Au réveil, nos voisins se réchauffent en buvant un café avant de préparer leurs étals. Nous nous saluons et repartons sur les belles routes montagneuses de la Transylvanie. Ce pays nous aura littéralement charmé, c'est notre coup de cœur et nous vous recommandons vivement de venir découvrir cet endroit, en vous souhaitant un aussi bonne météo que celle dont nous avons bénéficié.


Portrait d'Héléna : Elle nous accueille avec le sourire et nous met en confiance pour le reste du voyage en Roumanie. Elle a 62 ans, elle est au milieu d'une fratrie de 12 ou 13 frères et sœurs, et travaille dur.

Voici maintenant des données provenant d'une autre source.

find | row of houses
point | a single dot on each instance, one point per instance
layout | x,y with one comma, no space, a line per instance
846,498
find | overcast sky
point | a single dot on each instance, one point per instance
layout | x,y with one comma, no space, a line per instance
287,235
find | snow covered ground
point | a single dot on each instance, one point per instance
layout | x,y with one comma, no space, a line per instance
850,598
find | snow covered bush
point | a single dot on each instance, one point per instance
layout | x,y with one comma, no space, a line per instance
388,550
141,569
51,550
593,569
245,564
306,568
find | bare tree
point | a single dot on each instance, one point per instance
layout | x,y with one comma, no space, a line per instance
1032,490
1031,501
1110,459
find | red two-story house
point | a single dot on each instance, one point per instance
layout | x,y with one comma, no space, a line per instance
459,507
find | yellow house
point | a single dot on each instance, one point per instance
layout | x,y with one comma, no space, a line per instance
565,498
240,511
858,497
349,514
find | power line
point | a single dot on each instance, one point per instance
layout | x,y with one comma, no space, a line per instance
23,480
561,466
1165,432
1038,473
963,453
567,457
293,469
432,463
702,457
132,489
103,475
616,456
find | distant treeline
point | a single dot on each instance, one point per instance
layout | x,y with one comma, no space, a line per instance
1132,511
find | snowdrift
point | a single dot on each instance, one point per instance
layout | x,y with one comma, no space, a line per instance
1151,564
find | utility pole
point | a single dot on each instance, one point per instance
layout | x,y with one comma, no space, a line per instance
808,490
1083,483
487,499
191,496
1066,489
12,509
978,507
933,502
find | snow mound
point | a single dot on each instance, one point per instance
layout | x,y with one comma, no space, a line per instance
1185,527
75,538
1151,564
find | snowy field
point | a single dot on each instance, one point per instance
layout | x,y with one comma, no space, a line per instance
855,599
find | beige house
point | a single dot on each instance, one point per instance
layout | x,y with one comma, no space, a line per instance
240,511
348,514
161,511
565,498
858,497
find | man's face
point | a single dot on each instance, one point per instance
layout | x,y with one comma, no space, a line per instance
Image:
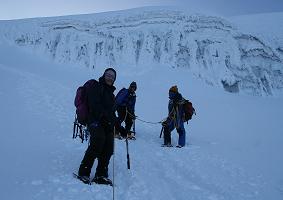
132,89
109,77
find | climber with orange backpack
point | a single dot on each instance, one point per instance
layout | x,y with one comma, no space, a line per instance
180,110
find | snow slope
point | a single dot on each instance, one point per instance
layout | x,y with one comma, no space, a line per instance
208,47
232,152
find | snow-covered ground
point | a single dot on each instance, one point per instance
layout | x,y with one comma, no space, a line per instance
233,149
266,25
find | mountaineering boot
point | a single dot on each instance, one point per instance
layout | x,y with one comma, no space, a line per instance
102,180
167,145
84,179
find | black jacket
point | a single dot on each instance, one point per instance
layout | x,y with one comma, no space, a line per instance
101,102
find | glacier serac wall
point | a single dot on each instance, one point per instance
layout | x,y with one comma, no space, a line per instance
209,47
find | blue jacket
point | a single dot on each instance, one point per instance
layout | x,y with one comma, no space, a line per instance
127,99
176,110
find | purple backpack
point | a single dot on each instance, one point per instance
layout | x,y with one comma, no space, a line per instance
81,102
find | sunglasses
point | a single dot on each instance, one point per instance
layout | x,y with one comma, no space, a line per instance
109,76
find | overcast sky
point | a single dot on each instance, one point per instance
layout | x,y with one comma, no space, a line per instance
15,9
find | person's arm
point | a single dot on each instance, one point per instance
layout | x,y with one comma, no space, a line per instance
121,96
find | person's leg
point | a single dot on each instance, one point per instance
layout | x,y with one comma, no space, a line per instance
167,133
97,140
129,123
121,110
182,135
104,158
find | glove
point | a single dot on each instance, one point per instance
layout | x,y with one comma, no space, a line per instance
134,117
164,123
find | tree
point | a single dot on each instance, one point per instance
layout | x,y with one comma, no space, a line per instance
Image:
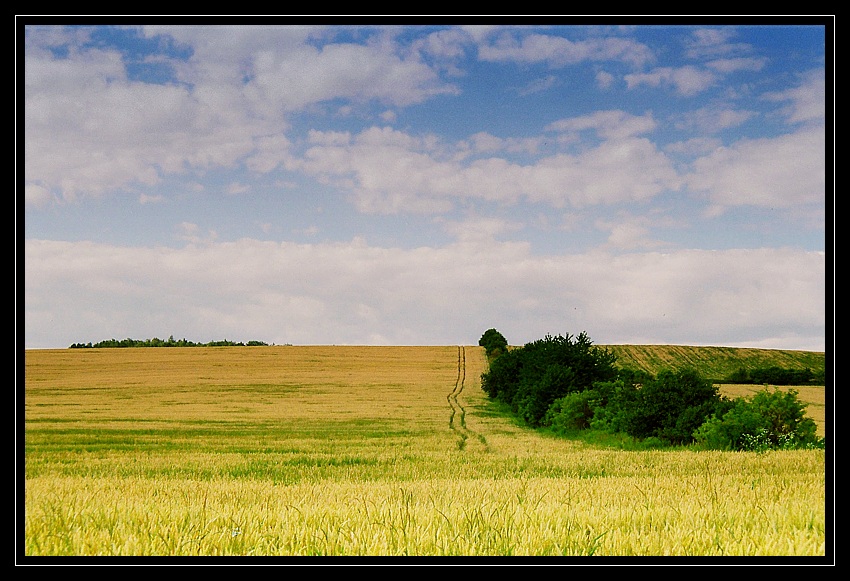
771,419
531,378
494,343
670,407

Pour améliorer le quotidien elle fait des voyages fréquents en France ou en Espagne comme saisonnière. Elle se transforme alors en cueilleuse de fruits ou de légumes en Espagne, puis en vendangeuse en France dès le mois de septembre. Avec cet apport d'argent elle a pu construire une maison à côté de la sienne, pour accueillir des touristes, qui viennent marcher sur les magnifiques chemins des Maramures. Elle tient également une petite épicerie, bar café, où les travailleurs se retrouvent le soir ainsi que les jeunes le week end, devant une bonne bière. L'ambiance est sympathique, et chaleureuse. Nous avons campé dans la cour une nuit, et nous regrettons de ne pas y être restés plus longtemps.